If [security] is absent, a minimal default profile is used. Paths in read_paths/write_paths must not contain #, .., or newlines.

Electron/Chromium apps: Chromium’s sandbox conflicts with AppArmor. Set confine = false to run without AppArmor (like double-clicking).

Validation

dotlnx validate <path> checks: path is a directory named *.lnx, config.toml exists and parses, name and executable are present, executable exists under the bundle root, and optional security/desktop fields are valid.

Minimal config.toml

name = "myapp"
executable = "bin/myapp"

Building a .lnx bundle

Quick scaffold (AppImage):

dotlnx bundle --appname "My App" --appimage /path/to/MyApp-1.0.0-x86_64.appimage

Creates My App.lnx/ (bundle name matches the app name) with bin/ (AppImage copied in), config.toml, run.sh, and assets/. run.sh launches the newest in bin/ (drop more AppImages there to auto-pick the latest). Add assets/icon.png if desired, then run dotlnx validate "./My App.lnx" and copy to ~/Applications or /Applications.

Quick scaffold (bin — script or binary):

dotlnx bundle --appname "My Tool" --bin /path/to/mytool.sh
# or: dotlnx bundle --appname "My App" --bin /path/to/myapp

Creates My Tool.lnx/ (bundle name matches the app name) with bin/ (script or binary copied in), config.toml, and assets/. That file is the executable (no run.sh). Add assets/icon.png if desired, then run dotlnx validate "./My Tool.lnx" and copy to ~/Applications or /Applications.

Manual:

1. Create a directory myapp.lnx/.
2. Add config.toml with at least name and executable (path relative to bundle root).
3. Put your binary (e.g. under bin/myapp) and any assets.
4. Run dotlnx validate ./myapp.lnx to check.
5. Copy myapp.lnx to ~/Applications or /Applications; the watcher (or dotlnx sync) will install it.

Application tiers

• User tier: ~/Applications (or $DOTLNX_APPLICATIONS) → .desktop in ~/.local/share/applications. Visible only to that user.
• System tier: /Applications (or $DOTLNX_SYSTEM_APPLICATIONS) → .desktop in /usr/share/applications. Requires root; visible to all users.

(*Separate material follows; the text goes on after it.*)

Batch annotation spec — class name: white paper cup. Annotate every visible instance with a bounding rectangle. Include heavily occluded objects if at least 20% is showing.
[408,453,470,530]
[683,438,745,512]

When run as root without SUDO_USER (e.g. the daemon), sync and watch cover all users’ ~/Applications and /Applications.

AppArmor

If AppArmor is installed and dotlnx runs as root, sync generates and loads a profile per app (user: dotlnx-<username>-<name>, system: dotlnx-<name>). Profiles are stored under /etc/apparmor.d/dotlnx.d/. The generated .desktop file uses the absolute path to the bundle executable (or aa-exec -p PROFILE -- /path when confined), so the launcher’s process is the app. If AppArmor is not available, dotlnx does desktop integration only and skips profile loading.